Sempre lo stesso coerente atteggiamento. Egli vuole per sé e i suoi
frati la più rigida povertà, ma, nella Regola, li esorta a “non
disprezzare e a non giudicare gli uomini che vedono vestiti di abiti
molli e colorati ed usare cibi e bevande delicate, ma piuttosto ciascuno
giudichi e disprezzi se stesso”[9]. Sceglie di essere un
illetterato, ma non condanna la scienza. Una volta assicurato che la
scienza non estingua “lo spirito della santa orazione e devozione”, sarà
lui stesso a permettere a frate Antonio di dedicarsi all’insegnamento
della teologia e san Bonaventura non crederà di tradire lo spirito del
fondatore, aprendo l’ordine agli studi nelle grandi università.

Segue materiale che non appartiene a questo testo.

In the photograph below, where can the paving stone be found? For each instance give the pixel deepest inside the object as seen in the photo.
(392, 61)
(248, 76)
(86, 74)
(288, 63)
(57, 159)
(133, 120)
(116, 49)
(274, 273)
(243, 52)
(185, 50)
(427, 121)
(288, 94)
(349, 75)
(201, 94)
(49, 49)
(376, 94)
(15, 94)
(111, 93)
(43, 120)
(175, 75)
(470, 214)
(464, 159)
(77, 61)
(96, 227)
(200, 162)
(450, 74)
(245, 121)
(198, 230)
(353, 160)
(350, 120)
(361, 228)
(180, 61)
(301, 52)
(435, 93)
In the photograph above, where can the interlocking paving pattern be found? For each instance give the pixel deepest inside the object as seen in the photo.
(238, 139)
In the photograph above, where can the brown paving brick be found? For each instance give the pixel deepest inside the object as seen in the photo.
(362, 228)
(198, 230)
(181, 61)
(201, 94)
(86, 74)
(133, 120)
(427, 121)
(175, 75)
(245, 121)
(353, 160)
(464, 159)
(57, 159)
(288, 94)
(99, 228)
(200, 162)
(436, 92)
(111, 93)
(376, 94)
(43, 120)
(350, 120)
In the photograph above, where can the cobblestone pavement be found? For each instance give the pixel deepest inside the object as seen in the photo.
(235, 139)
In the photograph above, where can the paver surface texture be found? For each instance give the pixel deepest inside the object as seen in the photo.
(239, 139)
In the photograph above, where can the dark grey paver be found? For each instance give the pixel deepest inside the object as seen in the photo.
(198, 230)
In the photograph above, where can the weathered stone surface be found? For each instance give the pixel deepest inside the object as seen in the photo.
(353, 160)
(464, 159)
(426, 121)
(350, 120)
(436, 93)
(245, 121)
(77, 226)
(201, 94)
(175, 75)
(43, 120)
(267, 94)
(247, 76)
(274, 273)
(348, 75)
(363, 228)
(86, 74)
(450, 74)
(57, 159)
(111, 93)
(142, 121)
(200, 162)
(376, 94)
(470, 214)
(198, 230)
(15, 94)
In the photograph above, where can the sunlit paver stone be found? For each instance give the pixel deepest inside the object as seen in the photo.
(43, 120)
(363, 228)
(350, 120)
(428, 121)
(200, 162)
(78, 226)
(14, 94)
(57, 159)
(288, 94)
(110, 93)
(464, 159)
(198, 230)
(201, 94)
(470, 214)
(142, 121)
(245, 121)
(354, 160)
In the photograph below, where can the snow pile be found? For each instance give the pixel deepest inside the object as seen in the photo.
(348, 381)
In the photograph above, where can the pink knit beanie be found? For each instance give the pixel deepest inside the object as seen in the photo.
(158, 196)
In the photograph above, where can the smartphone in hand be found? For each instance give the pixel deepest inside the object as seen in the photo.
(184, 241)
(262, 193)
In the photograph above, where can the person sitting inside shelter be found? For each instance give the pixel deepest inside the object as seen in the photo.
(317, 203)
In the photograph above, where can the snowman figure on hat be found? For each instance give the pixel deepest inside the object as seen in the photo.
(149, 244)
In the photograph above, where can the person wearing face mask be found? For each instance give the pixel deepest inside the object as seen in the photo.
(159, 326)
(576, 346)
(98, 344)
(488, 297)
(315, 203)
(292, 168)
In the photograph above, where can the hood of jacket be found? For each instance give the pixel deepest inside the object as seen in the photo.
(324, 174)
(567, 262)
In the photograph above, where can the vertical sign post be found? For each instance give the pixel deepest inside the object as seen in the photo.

Yves Congar vede in ciò una delle condizioni essenziali della “vera
riforma” nella Chiesa, la riforma, cioè, che rimane tale e non si
trasforma in scisma: vale a dire la capacità di non assolutizzare la
propria intuizione, ma rimanere solidale con il tutto che è la Chiesa[10]. La convinzione, dice papa Francesco, nella sua recente Esortazione apostolica Evangelii gaudium, che “il tutto è superiore alla parte”.
4. Come imitare Francesco
Che cosa dice a noi oggi l’esperienza di Francesco? Che cosa
possiamo imitare, di lui, tutti e subito? Sia quelli che Dio chiama a
riformare la Chiesa per via di santità, sia quelli che si sentono
chiamati a rinnovarla per via di critica, sia quelli che egli stesso
chiama a riformarla per via dell’ufficio che ricoprono? La stessa cosa
da cui è cominciata l’avventura spirituale di Francesco: la sua
conversione dall’io a Dio, il suo rinnegamento di sé. È così che
nascono i veri riformatori, quelli che cambiano davvero qualcosa nella
Chiesa. I morti a se stessi. Meglio, quelli che decidono
seriamente di morire a se stessi, perché si tratta di un’impresa che
dura tutta la vita e anche oltre, se, come diceva scherzosamente santa
Teresa d’Avila, il nostro amor proprio muore venti minuti dopo di noi.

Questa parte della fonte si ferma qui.